I note that the suspension was originally based upon Johnson's violation of Work Rule E (1): failing to use great care in backing a City vehicle. The record clearly shows that Johnson violated this Work Rule. In addition, the written document issued along with Johnson's suspension accurately described the accident that occurred on July 2nd, and Johnson's part therein. The document also referenced Johnson's June, 1991 written warning as a reason for his being issued a one-day suspension. Thus, as originally issued, the one-day suspension appeared to be reasonably based upon clear and uncontested facts and considerations. The fact that the City chose to argue at the instant hearing that Johnson also broke Work Rule L by his July 2nd conduct (although probably technically correct), does not add to or detract from the basic fairness of the City's original actions in issuing Johnson the one-day suspension at issue here. (5)

Based upon the relevant evidence and argument herein, I therefore issue the following

AWARD

The suspension of Roger Johnson was for just. The grievance is therefore denied and dismissed in its entirety.

Dated at Madison, Wisconsin this 14th day of May, 1993.

By

Sharon A. Gallagher, Arbitrator

1. At the hearing, the Union objected to the receipt of evidence relating to Johnson's prior disciplinary record based upon Article III, Section K, Management and Union Recognition. That Section reads in relevant part as follows:

K. Discipline. The Union shall be furnished with a copy of any written notice or reprimand, suspension or discharge. The City agrees that it will attempt at all times to use the disciplinary process as a means to correct shortcomings on the part of City employees in terms of their overall work performance. Discipline, therefore, is intended to initiate a corrective action on the part of the employee. A written reprimand sustained in the Grievance Procedure or not contested shall be considered a valid warning. The Union agrees upon receipt of the reprimand notice to review the situation with the employee in an attempt to correct the problem.
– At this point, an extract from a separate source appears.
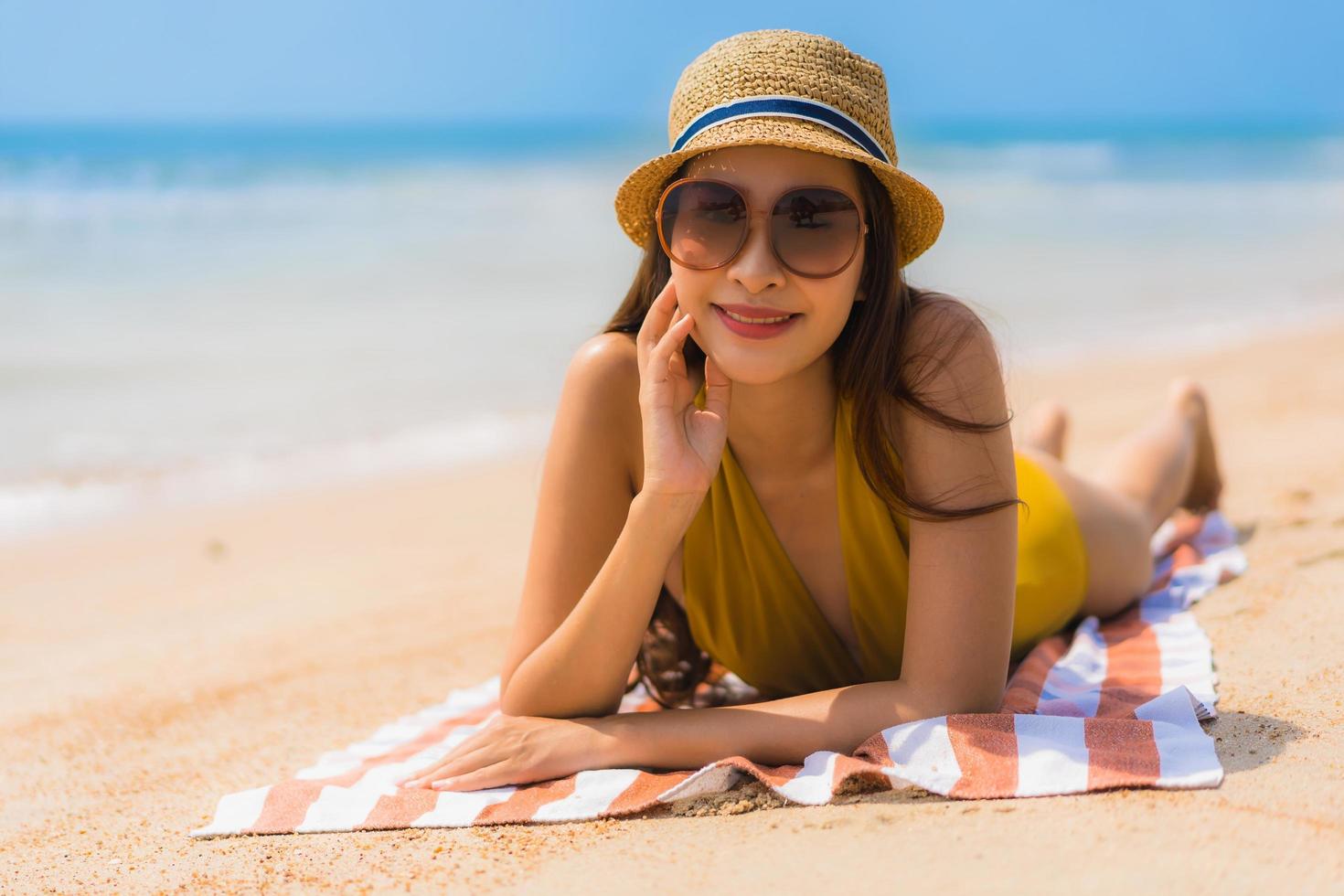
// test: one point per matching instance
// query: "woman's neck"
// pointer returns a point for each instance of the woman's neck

When an employee's record is cleared of minor infringements for a year, all previous records of minor infringements shall be removed from his personnel file.

The Union argued that the June, 1991 accident that Johnson had had was a "minor infringement" and because it was more than one year old on July 2, 1992, it should not only be expunged from Johnson's record but also disregarded in this proceeding on the issue whether Johnson's one-day suspension had constituted "progressive discipline". For the reasons more fully stated in the Discussion section, I have rejected the Union's arguments on these points. Therefore, the evidence of Johnson's prior disciplinary record is relevant and it has been fully considered herein.

2. Richards stated that he considered the June, 1991 accident, which Johnson had had in issuing Johnson the one-day suspension in issue here. Richards stated that he considered the oral warning Johnson had received on February, 1992 to be a minor incident.

3. The record demonstrated that Richards' waiting until July 7th to issue Johnson the suspension was based upon his having asked the Personnel Department to review his decision before its issuance and upon the fact that the July 4th Holiday was celebrated.

4. It is significant that the Union did not offer any evidence to dispute that Johnson had the July 2nd accident which Richards described and which clearly caused damage to trucks 25 and 55.

5. I have not considered the City's arguments regarding Work Rule L in reaching my decision in this case.